Come critico di sinistra “preferisce il saggio liberato gradualmente del suo oggetto, passeggia tra le opere di grandi scrittori ma non dimentica neanche la descrizione dettagliata che ricorda (a parte l’ingenuità) la pratica degli strutturalisti. Il metodo sociologico di avvicinamento all’opera è sempre stato attrattivo negli occhi di P. Georgescu.

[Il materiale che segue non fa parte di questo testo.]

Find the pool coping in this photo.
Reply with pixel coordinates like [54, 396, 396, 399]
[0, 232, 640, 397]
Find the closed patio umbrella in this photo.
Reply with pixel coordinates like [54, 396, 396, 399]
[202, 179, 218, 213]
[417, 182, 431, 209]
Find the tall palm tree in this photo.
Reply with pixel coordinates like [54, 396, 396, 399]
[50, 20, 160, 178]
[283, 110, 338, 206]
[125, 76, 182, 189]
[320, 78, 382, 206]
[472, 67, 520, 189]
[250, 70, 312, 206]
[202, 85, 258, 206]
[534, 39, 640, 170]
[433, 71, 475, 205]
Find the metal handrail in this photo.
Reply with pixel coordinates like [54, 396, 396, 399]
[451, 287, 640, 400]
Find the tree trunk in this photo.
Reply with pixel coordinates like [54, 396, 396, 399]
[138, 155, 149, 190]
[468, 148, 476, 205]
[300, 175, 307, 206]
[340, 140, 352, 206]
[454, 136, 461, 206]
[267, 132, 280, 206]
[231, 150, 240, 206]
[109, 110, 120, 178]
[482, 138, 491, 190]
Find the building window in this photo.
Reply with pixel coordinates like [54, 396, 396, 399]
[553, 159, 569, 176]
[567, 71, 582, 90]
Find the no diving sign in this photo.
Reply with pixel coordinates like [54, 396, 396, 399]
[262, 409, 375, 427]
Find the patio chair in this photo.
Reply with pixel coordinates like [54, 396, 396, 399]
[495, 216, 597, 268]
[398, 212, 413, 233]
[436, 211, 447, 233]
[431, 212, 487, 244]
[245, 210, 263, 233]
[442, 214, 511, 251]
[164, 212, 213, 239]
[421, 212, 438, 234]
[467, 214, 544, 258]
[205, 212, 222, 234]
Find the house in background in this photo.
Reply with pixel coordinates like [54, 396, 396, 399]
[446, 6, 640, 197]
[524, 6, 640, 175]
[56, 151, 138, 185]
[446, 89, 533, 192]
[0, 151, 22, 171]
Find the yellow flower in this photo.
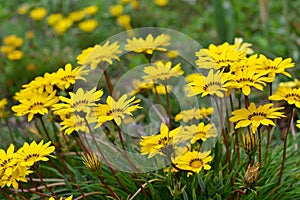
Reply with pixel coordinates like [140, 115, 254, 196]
[47, 13, 63, 26]
[175, 151, 213, 176]
[68, 11, 84, 22]
[174, 107, 214, 122]
[257, 54, 295, 82]
[230, 68, 270, 96]
[196, 42, 246, 71]
[125, 33, 170, 54]
[60, 114, 97, 135]
[11, 91, 59, 121]
[95, 94, 142, 127]
[186, 69, 232, 97]
[51, 63, 89, 89]
[15, 140, 55, 167]
[154, 0, 169, 7]
[109, 4, 123, 17]
[29, 7, 47, 21]
[143, 61, 184, 82]
[229, 103, 285, 133]
[3, 35, 23, 48]
[140, 123, 183, 158]
[180, 122, 217, 144]
[53, 18, 73, 35]
[7, 50, 23, 60]
[77, 41, 122, 69]
[78, 19, 98, 33]
[269, 87, 300, 108]
[53, 88, 103, 117]
[82, 5, 98, 16]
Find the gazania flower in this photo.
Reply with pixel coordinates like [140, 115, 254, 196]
[60, 114, 97, 135]
[140, 123, 182, 158]
[196, 42, 246, 71]
[229, 103, 285, 133]
[51, 64, 89, 89]
[15, 140, 55, 167]
[125, 33, 170, 55]
[186, 69, 232, 97]
[53, 88, 103, 117]
[230, 67, 270, 96]
[257, 54, 295, 82]
[95, 94, 142, 127]
[143, 61, 184, 82]
[77, 41, 122, 69]
[175, 151, 213, 175]
[82, 153, 101, 173]
[174, 107, 214, 122]
[11, 91, 59, 121]
[269, 87, 300, 108]
[181, 122, 217, 144]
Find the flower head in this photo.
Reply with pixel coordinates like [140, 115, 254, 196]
[175, 151, 213, 175]
[125, 33, 170, 54]
[140, 123, 182, 158]
[269, 87, 300, 108]
[196, 42, 246, 71]
[77, 41, 122, 69]
[229, 103, 285, 133]
[95, 94, 142, 127]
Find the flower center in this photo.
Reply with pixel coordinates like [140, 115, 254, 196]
[248, 112, 267, 121]
[190, 158, 203, 168]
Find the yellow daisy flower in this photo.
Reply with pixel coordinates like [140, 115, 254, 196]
[180, 122, 217, 144]
[52, 88, 103, 117]
[196, 42, 246, 71]
[11, 91, 59, 121]
[257, 54, 295, 82]
[51, 63, 89, 89]
[186, 69, 232, 97]
[140, 123, 183, 158]
[269, 87, 300, 108]
[229, 103, 285, 133]
[15, 140, 55, 167]
[175, 151, 213, 176]
[77, 41, 122, 69]
[143, 61, 184, 82]
[125, 33, 170, 55]
[95, 94, 142, 128]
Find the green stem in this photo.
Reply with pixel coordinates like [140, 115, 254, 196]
[275, 108, 294, 193]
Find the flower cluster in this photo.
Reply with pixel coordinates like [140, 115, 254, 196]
[0, 140, 55, 189]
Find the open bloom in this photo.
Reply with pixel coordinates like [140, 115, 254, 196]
[125, 33, 170, 54]
[11, 91, 59, 121]
[269, 87, 300, 108]
[175, 151, 213, 175]
[143, 61, 184, 82]
[186, 69, 232, 97]
[196, 42, 246, 71]
[140, 123, 182, 158]
[229, 103, 285, 133]
[77, 41, 122, 69]
[95, 94, 142, 127]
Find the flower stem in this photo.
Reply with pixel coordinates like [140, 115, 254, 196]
[275, 108, 294, 190]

Come teorico, P. Georgescu si rivendicava da Constantin Dobrogeanu Gherea: “sicuramente, siamo tutti discendenti di Gherea” diceva nella sua antologia di recensioni “Încercări critice” (Tentativi critici, 1952). Spesso sono citati altri due critici romeni, Garabet Ibrăileanu e Tudor Vianu (l’ultimo -„il padre” dell’estetica nella cultura romena). Polemizza contro Titu Maiorescu (il critico accorto protettore del poeta romantico Mihai Eminescu): “sono molto arrabbiato con Maiorescu e non gli perdonerai mai il fatto che vietando all’arte le idee, lui ha trasformato l’artista in un semplice ricevitore di sensazioni.” L’ironia della storia letteraria fa che proprio a Maiorescu P. Georgescu dedicherà la prefazione della prima edizione postbellica del libro “Critice” (Critiche, 1966).

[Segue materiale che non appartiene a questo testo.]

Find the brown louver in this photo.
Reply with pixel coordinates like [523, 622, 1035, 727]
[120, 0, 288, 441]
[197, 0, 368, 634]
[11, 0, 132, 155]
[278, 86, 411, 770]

Come critico, P. Georgescu riconosceva l’influenza su di sé del grande critico romeno novecentesco, Eugen Lovinescu: “Nella critica devo la stramaggioranza delle mie idee a Lovinescu; gli devo sia l’orientamento verso la letteratura moderna, che la maniera di dare giudizi sui scrittori o il modo di guardare applicato in “Storia della civilizzazione romena” (“Storia della civilizzazione romena moderna” – capolavoro di Lovinescu). Ulteriormente riconoscerà anche il ruolo di George Călinescu (in Romania considerato il primo grande critico dopo Maiorescu): “L’influenza di Călinescu è stata decisiva”.

Prima, “Il meraviglioso Călinescu” era apprezzato più come romanziere che come critico. Per quanto riguarda i classici, P. Georgescu aveva una debolezza per lo scrittore romeno Alexandru Odobescu (1834-1895).